[sword-devel] Comming soon: new improved sword searching

Joel Mawhorter sword-devel@crosswire.org
Sat, 07 Sep 2002 22:42:37 -0700


With 95% less time and 7 essential nutrients!

Hi all,

Most of you don't know me but I've been hanging out in this list for a few 
years. I've been working on a Bible search program that I started in my last 
year of University as a guided project. My focus with this Bible program was 
to implement full featured searching for non-Latin based languages. What I 
want to see is people all over the world able to study the Bible in their own 
language. Several times in the past I have evaluated Sword and considered 
just putting my effort into that but the support for non-Latin languages just 
wasn't there. However, it now seems to be getting much closer and I think 
Sword will be more useful than what I could produce on my own.  Therefore, 
I've decided to join the Sword development project. My first priority is to 
make a few improvements to the searching mechanism in Sword. I am writing to 
the list to get feedback while I am still in the planning and early 
implementation stages of my work.

The first area that I will be working on is adding a new type of search to 
Sword.
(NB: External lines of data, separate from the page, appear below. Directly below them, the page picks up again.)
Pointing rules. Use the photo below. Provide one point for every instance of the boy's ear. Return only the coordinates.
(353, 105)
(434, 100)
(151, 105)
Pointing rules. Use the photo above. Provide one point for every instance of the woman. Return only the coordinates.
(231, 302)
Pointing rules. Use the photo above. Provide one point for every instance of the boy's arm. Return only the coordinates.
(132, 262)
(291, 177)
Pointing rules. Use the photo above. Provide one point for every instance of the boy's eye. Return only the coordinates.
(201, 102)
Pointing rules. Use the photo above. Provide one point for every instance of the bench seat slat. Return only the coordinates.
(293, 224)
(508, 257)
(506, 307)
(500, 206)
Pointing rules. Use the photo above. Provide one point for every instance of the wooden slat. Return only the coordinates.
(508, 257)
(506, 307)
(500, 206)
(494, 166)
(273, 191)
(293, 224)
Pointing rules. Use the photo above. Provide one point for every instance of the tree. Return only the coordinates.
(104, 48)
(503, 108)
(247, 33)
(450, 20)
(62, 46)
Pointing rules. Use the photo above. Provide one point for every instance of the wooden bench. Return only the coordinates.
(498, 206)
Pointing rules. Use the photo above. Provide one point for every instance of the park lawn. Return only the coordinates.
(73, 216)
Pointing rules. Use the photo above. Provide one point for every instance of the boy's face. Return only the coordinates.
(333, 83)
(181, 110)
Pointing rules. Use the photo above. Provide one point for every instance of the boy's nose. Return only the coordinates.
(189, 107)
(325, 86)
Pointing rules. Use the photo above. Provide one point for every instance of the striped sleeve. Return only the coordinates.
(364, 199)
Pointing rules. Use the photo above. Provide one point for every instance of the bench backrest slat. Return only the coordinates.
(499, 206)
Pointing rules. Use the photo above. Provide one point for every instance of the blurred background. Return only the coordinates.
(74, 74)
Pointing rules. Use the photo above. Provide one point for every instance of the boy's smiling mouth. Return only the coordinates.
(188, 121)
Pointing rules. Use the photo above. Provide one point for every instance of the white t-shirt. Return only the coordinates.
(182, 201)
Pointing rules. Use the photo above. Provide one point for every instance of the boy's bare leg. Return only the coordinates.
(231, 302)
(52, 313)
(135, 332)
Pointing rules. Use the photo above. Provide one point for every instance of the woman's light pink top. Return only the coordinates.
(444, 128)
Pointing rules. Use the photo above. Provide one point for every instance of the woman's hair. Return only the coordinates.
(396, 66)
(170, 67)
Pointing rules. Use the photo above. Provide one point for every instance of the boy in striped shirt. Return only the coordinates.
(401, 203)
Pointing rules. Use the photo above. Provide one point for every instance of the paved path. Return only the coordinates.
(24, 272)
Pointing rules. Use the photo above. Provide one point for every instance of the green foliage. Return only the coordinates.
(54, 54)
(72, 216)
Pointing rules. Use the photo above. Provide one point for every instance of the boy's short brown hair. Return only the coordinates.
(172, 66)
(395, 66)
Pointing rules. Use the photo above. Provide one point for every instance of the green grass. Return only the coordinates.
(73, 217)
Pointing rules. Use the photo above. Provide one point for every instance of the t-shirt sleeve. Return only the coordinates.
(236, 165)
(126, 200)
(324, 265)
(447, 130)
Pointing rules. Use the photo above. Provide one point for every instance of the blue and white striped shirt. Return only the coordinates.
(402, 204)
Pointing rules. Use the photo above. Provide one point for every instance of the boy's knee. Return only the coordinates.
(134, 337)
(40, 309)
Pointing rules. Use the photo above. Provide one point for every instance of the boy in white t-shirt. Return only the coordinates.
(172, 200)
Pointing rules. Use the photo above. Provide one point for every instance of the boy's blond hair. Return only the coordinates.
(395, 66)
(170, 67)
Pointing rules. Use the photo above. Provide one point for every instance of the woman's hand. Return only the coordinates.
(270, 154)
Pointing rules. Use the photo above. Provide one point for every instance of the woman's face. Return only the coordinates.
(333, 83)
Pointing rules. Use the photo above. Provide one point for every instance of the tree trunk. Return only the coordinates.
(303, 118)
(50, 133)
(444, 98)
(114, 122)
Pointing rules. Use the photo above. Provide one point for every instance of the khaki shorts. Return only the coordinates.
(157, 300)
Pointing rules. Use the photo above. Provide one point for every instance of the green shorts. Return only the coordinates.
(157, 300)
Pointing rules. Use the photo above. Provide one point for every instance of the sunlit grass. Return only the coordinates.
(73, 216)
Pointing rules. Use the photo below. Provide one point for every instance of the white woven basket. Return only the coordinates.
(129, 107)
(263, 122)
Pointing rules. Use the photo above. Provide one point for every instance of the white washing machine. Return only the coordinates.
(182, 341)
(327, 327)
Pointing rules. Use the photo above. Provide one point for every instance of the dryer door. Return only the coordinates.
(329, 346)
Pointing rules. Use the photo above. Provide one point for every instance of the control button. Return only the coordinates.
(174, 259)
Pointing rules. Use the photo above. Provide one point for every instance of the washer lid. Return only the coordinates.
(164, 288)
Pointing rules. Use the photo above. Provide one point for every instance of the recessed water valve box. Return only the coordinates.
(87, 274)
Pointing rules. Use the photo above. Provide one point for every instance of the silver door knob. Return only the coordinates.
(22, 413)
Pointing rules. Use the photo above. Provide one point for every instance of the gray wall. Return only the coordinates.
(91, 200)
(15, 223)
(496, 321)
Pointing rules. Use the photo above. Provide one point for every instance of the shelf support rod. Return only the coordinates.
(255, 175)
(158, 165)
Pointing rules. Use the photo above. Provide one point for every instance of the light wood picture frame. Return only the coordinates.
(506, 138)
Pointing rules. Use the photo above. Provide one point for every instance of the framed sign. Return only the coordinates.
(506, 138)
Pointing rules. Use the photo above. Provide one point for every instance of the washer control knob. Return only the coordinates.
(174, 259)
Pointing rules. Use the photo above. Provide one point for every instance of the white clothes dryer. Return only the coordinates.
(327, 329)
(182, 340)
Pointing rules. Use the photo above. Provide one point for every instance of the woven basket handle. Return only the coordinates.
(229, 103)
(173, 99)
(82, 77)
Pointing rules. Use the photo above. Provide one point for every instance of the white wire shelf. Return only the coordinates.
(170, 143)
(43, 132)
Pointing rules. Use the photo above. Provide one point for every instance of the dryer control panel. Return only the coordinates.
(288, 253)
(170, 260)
The new search type will be based on typical boolean search operations 
(AND, OR, NOT,and maybe XOR using the operators &, |, !, and ^ respectively). 
Grouping with parenthases will be supported. For example, (God & (Father | 
Son | Spirit)) will give you all of the verses that have the word "God" and 
at least one of the words "Father", "Son" and "Spirit". Both word and phrase 
search terms will be supported within the same search expression. For 
example, (Jesus & "son of God") will find all verses with both the word and 
the phrase in them. I will also be adding a specialized AND operator that 
considers verse proximity. For example, ("lamb of God", Jesus, "take away", 
sins @3) will find all combinations of verses within 3 of each other that 
have all the search terms in them. This could be one verse that has all the 
search terms or any set of n verses (where n <= the number of search terms), 
each with one or more of the search terms, such that the two verses in the 
set that are fartest apart do not have more than two verses in between. I 
will also allow simple wildcards. I'm not sure how simple or complex that 
will be yet but at a minimum will allow something like (Jesus & lov*) which 
will find love, loving, etc. All of the above functions will be useable 
within one search expression. For example: 
((one*,"a phrase",two@2) ^ (three & !(four | five)). I'm not certain anyone 
would ever need a search expression of that complexity but it just gives an 
example of what will be possible. I intend this search functionality to be 
practical superset of the existing search types. It won't be exactly a 
superset since it won't have full regular expression support. However, I 
think that with the functionality available, regular expressions won't be 
necessary. If any of you can think of an example of something that you do 
with the current regular expression searching that won't be possible with 
what I described above, please let me know.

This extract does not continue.